Nous le savons tous, on a entendu très peu de français lors de cet événement d'envergure mondiale qui se déroulait dans un pays qui a deux langues officielles. L'égalité des deux langues officielles n'a pas été respectée et l'image de notre diversité linguistique a été ternie; j'en suis profondément désolée. Cela n'aurait jamais dû arriver. Vingt millions de dollars dépensés pour des cérémonies d'ouverture et un des éléments importants de l'identité canadienne, la dualité linguistique, a été mis de côté. À qui la faute?
Je reviens à une question que j'ai posée à madame le ministre l'automne dernier.
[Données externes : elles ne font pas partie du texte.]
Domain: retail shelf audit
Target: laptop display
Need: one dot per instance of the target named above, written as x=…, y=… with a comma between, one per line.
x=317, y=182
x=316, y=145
Je lui avais alors demandé d'intervenir auprès du premier ministre du Canada pour qu'il nomme une personne responsable de la dualité linguistique au cours des Jeux olympiques, qui aurait l'autorité nécessaire pour exiger le respect des deux langues officielles.
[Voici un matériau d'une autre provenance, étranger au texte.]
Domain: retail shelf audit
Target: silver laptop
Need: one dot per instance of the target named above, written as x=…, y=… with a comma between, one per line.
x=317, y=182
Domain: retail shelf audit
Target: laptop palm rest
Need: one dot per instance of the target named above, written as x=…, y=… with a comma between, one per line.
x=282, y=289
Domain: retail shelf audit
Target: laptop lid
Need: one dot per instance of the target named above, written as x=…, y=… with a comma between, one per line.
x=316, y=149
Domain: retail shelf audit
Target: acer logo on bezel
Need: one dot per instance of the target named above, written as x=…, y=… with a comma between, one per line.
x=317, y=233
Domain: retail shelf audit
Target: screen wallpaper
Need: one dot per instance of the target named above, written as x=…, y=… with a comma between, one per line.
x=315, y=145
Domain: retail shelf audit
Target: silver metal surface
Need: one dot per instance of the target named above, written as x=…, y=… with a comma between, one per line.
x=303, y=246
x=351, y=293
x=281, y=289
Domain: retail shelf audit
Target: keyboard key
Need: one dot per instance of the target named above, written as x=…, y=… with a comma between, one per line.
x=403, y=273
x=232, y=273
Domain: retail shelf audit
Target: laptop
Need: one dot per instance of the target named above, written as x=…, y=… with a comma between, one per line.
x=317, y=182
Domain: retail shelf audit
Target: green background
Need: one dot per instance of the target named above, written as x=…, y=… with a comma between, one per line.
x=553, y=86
Il était évident, à ce moment-là, qu'il y avait des problèmes. J'avais porté à l'attention des honorables sénateurs le fait qu'il n'y avait pas de décideur comme tel, que les gens en parlaient, qu'ils étaient sensibilisés au problème, qu'ils avaient les meilleures intentions du monde, mais personne n'avait l'autorité nécessaire pour exiger le bilinguisme. Le ministère du Patrimoine canadien n'avait pas cette autorité, et le gouvernement a laissé arriver les choses plutôt que de s'impliquer directement.
Après les faits, madame le ministre ne croit-elle pas qu'il aurait dû y avoir une intervention plus musclée de la part du premier ministre et qu'il aurait pu nommer un responsable ayant l'autorité nécessaire pour assurer que l'égalité des deux langues officielles du Canada soit une exigence?